May 12th 2024.
Peter Jenkins has dedicated almost 30 years of his life as a palliative care nurse, and this has provided him with invaluable insight about both death and life. It's a commonly held belief that the thought of dying can really put things into perspective and make us reflect on what truly matters and perhaps even the missed opportunities in our lives. According to Jenkins, it's quite common for his patients to make statements such as "I wish I had done this" or "I regret not doing that". He works in aged care homes and community settings in Canberra and has had the privilege of hearing these regrets firsthand.
Jenkins has noticed that most of these regrets are connected to people or loved ones. He says, "It's generally about people. It's about wishing they had told their wife, daughter, or husband how much they loved them. Or maybe they regret not taking a chance and asking someone out when they were younger, because it could have changed their life." Fear is another common theme that Jenkins has observed in his patients. Many of them reflect on how their fears had held them back from doing things they truly wanted to do. They regret not dancing more, singing in a choir, or pursuing their passions because they didn't think they were good enough.

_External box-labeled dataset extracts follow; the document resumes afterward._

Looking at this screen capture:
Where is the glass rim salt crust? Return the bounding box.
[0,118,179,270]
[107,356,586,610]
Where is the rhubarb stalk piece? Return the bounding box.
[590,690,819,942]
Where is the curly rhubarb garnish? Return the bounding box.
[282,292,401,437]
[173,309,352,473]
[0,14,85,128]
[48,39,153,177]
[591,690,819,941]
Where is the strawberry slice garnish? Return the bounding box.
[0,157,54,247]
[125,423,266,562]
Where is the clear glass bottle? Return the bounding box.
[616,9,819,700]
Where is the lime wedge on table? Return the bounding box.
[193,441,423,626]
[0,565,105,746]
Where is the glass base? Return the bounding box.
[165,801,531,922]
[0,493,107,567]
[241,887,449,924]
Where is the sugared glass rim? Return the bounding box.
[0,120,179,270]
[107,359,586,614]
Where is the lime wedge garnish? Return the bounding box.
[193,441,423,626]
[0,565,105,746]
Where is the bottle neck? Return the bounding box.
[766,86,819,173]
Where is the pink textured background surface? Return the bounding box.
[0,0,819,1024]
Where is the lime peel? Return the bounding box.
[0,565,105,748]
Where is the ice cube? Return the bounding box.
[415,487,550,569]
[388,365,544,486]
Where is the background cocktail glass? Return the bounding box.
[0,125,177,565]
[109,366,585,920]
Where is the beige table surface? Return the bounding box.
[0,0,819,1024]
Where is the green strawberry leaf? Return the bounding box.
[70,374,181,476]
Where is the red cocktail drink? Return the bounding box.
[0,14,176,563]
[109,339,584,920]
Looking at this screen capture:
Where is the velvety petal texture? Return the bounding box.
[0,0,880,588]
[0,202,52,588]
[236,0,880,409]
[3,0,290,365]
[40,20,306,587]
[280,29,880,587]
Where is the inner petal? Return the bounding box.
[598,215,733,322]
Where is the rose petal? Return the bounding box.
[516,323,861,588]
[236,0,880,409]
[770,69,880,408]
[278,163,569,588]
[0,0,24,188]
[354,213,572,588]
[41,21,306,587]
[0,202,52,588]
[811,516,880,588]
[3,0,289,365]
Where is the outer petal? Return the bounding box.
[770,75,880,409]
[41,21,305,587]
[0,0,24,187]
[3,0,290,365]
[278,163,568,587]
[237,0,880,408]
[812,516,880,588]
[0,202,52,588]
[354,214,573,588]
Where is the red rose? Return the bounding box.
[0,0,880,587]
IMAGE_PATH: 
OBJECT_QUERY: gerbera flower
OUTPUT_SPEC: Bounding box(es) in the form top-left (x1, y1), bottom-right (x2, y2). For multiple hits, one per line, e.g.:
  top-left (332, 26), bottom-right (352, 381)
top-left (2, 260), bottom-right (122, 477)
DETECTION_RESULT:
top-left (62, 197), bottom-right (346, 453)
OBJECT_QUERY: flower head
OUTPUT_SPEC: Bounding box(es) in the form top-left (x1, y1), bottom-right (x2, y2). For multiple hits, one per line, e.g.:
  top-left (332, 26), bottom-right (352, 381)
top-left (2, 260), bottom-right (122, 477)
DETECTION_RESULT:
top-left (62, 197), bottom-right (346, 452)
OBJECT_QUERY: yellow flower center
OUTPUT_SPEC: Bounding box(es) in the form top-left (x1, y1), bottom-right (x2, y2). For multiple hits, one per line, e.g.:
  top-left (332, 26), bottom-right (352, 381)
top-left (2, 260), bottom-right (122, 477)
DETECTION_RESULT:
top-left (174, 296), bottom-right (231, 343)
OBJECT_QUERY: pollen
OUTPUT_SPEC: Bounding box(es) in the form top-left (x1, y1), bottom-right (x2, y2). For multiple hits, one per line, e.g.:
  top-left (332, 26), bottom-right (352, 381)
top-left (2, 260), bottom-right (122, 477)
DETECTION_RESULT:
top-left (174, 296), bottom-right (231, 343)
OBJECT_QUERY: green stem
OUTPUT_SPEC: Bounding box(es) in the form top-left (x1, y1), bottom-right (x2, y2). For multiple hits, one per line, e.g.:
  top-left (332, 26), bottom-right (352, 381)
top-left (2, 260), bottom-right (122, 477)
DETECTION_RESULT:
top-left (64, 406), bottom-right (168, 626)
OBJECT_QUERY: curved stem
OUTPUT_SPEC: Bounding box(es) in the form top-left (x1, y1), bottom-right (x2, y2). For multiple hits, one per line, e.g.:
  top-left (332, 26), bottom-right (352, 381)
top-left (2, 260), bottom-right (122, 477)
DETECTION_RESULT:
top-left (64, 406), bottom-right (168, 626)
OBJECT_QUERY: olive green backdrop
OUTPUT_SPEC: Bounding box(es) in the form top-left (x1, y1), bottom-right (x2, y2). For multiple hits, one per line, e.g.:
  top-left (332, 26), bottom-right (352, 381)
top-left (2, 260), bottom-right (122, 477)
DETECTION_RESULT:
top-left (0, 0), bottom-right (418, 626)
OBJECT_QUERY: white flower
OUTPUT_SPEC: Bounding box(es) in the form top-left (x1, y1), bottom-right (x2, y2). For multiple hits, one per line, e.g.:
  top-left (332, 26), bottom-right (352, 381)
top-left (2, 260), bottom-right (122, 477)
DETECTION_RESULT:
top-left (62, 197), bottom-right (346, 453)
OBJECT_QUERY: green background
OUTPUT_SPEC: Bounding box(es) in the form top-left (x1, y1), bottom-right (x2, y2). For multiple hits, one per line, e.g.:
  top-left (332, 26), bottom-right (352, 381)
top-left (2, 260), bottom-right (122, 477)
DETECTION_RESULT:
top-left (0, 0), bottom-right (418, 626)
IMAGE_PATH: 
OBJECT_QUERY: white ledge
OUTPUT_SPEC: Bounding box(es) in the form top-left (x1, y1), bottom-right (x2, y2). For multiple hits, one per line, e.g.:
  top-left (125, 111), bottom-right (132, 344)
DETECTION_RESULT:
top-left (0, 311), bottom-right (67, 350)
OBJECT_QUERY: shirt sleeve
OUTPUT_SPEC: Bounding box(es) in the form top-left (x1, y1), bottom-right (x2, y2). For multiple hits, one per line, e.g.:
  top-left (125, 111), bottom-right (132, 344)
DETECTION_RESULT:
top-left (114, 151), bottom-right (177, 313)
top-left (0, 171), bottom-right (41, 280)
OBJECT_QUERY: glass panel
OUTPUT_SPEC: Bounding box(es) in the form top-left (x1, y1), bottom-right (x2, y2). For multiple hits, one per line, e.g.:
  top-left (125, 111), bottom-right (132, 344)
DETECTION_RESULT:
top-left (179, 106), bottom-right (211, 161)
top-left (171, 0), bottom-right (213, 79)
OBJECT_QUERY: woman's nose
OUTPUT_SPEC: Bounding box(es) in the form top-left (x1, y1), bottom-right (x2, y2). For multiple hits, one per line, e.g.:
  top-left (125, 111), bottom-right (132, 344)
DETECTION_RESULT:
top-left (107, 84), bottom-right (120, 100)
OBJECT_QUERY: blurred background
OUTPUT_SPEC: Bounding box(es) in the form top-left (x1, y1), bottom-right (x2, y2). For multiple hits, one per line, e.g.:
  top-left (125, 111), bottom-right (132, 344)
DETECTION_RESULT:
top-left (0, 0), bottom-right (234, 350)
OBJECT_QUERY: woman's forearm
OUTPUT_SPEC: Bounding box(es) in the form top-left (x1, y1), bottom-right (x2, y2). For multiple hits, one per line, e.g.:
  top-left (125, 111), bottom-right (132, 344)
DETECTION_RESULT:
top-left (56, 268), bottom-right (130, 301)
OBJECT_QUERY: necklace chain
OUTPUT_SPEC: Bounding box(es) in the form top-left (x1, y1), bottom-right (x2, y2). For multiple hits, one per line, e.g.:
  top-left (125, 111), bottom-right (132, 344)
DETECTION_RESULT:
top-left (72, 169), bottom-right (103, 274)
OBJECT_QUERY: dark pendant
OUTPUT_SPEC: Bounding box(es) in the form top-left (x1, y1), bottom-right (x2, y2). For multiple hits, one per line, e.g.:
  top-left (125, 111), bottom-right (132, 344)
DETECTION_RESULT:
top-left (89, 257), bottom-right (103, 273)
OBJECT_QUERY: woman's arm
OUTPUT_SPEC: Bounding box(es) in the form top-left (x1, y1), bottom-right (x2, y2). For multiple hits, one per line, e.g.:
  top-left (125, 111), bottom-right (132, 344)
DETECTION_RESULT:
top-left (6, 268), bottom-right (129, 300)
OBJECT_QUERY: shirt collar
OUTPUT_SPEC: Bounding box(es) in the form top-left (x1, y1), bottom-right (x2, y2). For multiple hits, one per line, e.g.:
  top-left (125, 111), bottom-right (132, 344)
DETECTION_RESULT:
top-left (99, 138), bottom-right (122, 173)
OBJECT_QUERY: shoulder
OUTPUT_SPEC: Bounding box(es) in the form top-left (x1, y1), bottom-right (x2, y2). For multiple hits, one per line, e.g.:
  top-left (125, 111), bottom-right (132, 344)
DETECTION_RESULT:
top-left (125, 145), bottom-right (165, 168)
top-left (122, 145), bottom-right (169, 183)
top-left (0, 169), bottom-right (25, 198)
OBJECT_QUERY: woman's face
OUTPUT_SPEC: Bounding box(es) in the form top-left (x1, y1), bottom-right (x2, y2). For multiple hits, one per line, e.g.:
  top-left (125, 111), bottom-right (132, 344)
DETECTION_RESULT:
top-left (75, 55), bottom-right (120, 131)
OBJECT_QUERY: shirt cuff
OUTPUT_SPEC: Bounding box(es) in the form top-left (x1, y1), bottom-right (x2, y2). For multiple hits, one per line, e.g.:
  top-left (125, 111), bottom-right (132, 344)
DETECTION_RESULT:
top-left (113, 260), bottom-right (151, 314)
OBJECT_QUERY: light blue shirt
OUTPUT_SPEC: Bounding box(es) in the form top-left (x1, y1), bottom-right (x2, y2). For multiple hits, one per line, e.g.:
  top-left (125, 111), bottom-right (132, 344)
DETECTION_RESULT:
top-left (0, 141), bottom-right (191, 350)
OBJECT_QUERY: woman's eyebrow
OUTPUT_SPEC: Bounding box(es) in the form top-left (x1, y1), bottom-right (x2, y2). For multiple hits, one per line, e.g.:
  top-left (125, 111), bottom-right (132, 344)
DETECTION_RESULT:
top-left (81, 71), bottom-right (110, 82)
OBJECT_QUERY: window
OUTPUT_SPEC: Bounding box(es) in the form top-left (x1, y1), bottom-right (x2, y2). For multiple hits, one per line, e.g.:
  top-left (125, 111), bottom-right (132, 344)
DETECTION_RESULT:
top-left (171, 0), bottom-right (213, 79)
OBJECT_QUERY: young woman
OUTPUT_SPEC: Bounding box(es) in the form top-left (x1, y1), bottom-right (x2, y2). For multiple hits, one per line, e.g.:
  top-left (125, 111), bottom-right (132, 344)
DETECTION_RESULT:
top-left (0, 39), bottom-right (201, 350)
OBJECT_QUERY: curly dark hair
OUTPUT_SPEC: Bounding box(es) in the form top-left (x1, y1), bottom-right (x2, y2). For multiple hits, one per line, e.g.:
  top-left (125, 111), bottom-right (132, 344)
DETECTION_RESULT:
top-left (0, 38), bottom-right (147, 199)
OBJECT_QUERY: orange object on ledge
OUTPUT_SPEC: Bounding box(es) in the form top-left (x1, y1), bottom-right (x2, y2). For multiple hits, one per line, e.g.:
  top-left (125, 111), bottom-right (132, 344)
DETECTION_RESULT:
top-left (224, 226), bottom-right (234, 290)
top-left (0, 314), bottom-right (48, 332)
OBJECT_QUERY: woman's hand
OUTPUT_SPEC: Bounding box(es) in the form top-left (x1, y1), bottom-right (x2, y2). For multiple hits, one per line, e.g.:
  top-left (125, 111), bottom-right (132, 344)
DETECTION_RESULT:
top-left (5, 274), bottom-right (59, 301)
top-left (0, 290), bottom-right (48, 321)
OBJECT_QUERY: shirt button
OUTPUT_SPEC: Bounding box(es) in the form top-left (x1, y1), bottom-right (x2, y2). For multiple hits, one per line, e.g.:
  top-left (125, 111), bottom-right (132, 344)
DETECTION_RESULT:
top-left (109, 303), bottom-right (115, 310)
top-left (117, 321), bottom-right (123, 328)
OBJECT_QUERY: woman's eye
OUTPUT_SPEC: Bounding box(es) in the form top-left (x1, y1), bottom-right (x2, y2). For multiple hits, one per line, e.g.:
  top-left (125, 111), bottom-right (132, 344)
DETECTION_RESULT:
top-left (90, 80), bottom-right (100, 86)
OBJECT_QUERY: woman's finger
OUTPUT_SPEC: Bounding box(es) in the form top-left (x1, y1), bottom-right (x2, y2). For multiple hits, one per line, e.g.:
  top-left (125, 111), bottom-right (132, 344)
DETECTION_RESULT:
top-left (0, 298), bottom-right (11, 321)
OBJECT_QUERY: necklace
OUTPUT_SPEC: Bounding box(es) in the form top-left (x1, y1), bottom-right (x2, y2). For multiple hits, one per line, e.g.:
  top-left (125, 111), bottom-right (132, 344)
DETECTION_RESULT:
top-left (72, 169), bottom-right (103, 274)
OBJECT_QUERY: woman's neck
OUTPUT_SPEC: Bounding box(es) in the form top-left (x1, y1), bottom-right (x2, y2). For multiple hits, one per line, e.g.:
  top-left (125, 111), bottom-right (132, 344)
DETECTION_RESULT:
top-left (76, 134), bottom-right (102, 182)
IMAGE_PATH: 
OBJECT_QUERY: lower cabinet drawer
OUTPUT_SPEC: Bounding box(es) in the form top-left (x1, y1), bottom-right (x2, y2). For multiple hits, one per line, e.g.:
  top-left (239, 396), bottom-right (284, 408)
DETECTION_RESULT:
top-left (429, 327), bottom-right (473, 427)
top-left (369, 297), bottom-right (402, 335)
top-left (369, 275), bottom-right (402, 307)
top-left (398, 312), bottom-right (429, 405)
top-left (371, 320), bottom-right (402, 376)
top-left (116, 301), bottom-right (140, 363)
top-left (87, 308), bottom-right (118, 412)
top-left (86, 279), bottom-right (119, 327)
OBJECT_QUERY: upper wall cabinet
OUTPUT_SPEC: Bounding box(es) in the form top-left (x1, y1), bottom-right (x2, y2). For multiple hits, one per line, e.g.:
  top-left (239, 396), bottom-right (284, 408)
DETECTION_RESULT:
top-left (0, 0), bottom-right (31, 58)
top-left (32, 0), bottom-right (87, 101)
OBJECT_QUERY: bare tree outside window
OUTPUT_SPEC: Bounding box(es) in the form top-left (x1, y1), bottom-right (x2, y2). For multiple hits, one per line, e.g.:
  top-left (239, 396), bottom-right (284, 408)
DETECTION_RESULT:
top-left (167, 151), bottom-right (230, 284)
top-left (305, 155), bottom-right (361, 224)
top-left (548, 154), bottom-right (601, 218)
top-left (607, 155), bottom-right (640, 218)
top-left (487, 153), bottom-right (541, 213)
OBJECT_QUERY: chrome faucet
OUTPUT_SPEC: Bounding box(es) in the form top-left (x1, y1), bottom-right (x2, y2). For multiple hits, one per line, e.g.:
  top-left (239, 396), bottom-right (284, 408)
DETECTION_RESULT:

As a palliative care nurse, Jenkins has had the honor of caring for countless patients in their final weeks. Along with another nurse, he has shared the wisdom he has gained from this job as part of National Palliative Care Week, which starts on May 19. One thing that Jenkins believes is undeniable about working in this field is that it has made him acutely aware of the fleeting nature of life. He states, "Life is finite, and death is inevitable. It forces you to acknowledge your own mortality, and I don't think you can do this job unless you're comfortable with that. I don't know when I'm going to die, but the more we talk and think about death, the less scary it becomes."
Part of Jenkins' role as a palliative care nurse is to help friends and family members of his patients navigate the process of saying goodbye. He has noticed that people are often hesitant to discuss death with their loved ones, but he believes that it can be helpful if they are open and honest about it. Jenkins says, "They don't want to upset them, but it's important for people to feel heard. They want to be heard. In my experience, I can't remember the last time someone who was dying refused to talk about it when I brought it up. We just need to listen, truly listen. This is something we struggle with in general, but sometimes all it takes is holding space for someone."
Jenkins has found that it's often children who are the best at breaking the ice and bringing up these difficult conversations. He says, "Kids are amazing. They don't have the same hang-ups about death that we develop as we get older." He recalls a six-year-old once asking his grandfather, "What do you think will happen when you're in the coffin underground and the worms are there?" The grandfather responded, "Let's talk about it. What do you think will happen?"
Over the years, Jenkins has witnessed what he considers to be many "good" deaths. Contrary to what one might expect, he has found that humor and joy are often present in these moments. He shares, "I've seen families gather in their loved one's room, ordering pizza and playing their favorite music while sharing happy memories. I think that's a beautiful way to pass away." In another instance, Jenkins recalls a patient who was a winemaker in his 70s. His family decanted a bottle of vintage wine that he had made and shared it with everyone. They even used the same wine to moisten the patient's mouth with an oral swab. Jenkins says, "That was probably the last thing he tasted."
Kat Hooper has been a palliative care nurse in Queensland for 13 years. She specializes in working with Aboriginal and Torres Strait Islander people and has seen many changes in the field over the past decade. This includes the introduction of voluntary assisted dying laws and the use of medicinal cannabis. Recently, challenges have arisen from dealing with international shortages of painkiller medications. Hooper believes that planning for end-of-life is something that people often put off, but it can lead to a meaningful experience if done properly. For First Nations people, this often means connecting with their ancestral land. Hooper shares, "I've had patients who have their saltwater from their lands running through a water feature in their room. We've had pictures of their Country on the walls, or their family fishing with their totem, the barramundi."
Working in palliative care has given Hooper a deep appreciation for the preciousness of life. She states, "No moment is promised." The connections she has built with her patients often have a profound impact on her. She recalls moments where she has been in the shower and suddenly felt a thought that one of her patients has passed away. She says, "It may sound crazy, but I'll have this feeling of someone saying 'thank you' to me. Then I'll get out of the shower and receive a page that the person has passed."